I'll try @pthedinger other suggestion of using an additional thread to perform the formatting next.

cdoak commented 6 years ago

The lookup tables was fast enough. It was my mistake not realising that the bits were reversed that was causing the issue.

cdoak commented 6 years ago

The code for the function...

void flash_read_jedec_id(const flash_handle_t * const flash_handle,
                         char jedec[num_bytes],
                         const size_t num_bytes)
{
  unsafe
  {
    flash_handle_impl_t *unsafe internal_handle = (flash_handle_impl_t *unsafe)flash_handle;

    #if defined(XASSERT_ENABLE_ASSERTIONS)
    validate_divides(func_flash_read_jedec_id, flash_handle);
    #endif //defined(XASSERT_ENABLE_ASSERTIONS)

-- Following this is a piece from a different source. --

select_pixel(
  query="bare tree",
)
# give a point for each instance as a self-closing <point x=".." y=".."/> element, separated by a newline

    //Build the flash_command_read_jedec
    unsigned command_out[2];
    {command_out[0], command_out[1]} = build_sio_pin0_data(flash_command_read_jedec);

    //Send the command out on a slower clkblk
    switch_sio_to_output(internal_handle);

    //Drive the CS low.  CS is clocked off the default reference clock and must be
    //lowered now to meet setup timings.
    drive_chip_select(internal_handle, chip_select_drive_low);

    //input time from the port;
    unsigned time_stamp;
    internal_handle->flash_ports.flash_sio :> void @ time_stamp;
    time_stamp += PORT_SETUP_DELAY;

    //Line everything up so that we output the command and the clock edges
    //at the same time.  8 clock edges are required to complete this.
    internal_handle->flash_ports.flash_sclk @ time_stamp <: CLOCK_EDGES_8;
    internal_handle->flash_ports.flash_sio @ time_stamp <: command_out[0]; //Command
    internal_handle->flash_ports.flash_sio <: command_out[1]; //Command
    partout(internal_handle->flash_ports.flash_sclk, 1, 0); //finish sclk low
    sync(internal_handle->flash_ports.flash_sclk); // ensure all output completes

    //Now turn the SIO port around.
    switch_sio_to_input(internal_handle);

    //Input the current port time again
    internal_handle->flash_ports.flash_sio :> void @ time_stamp;
    time_stamp += PORT_SETUP_DELAY;

    //Output our flash clock edges - 8 cycles for the first jedec byte
    partout_timed(internal_handle->flash_ports.flash_sclk, 16, CLOCK_EDGES_8, time_stamp);
    asm("setpt res[%0], %1"::"r"(internal_handle->flash_ports.flash_sio),"r"(time_stamp + internal_handle->flash_clock_delays.flash_byte_input_delay));

    if(num_bytes == 1)
    {
      jedec[0] = read_byte_asm(internal_handle->flash_ports);
    }
    else
    {
      read_bytes_asm(internal_handle->flash_ports, jedec, num_bytes);
    }

    //Drive the CS back hi now that everything is complete
    drive_chip_select(internal_handle, chip_select_drive_high);
  }
}

Will reduce to something like follows when it switches over to use lib_spi in this refactors...

reconfigure_sio_port();
  drive_cs_lo();
  spi_tx_bytes(&spi_handle, transaction_type_spi, jedec_command, 1);
  reconfigure_sio_port();
  spi_rx_bytes(&spi_handle, transaction_type_spi, jedec_id, 3);
cdoak commented 6 years ago

Hi @robert-lytton. Can I just ask you to check that I have understood the fptgroup attribute and therefore used it correctly in my last commit (https://github.com/xmos/lib_spi/pull/22/commits/a8a97525ecf78a420358346878364f690a4943cd)

Many Thanks

cdoak commented 6 years ago

Merging my pull request thus far so my work isn't lost when my account is deleted.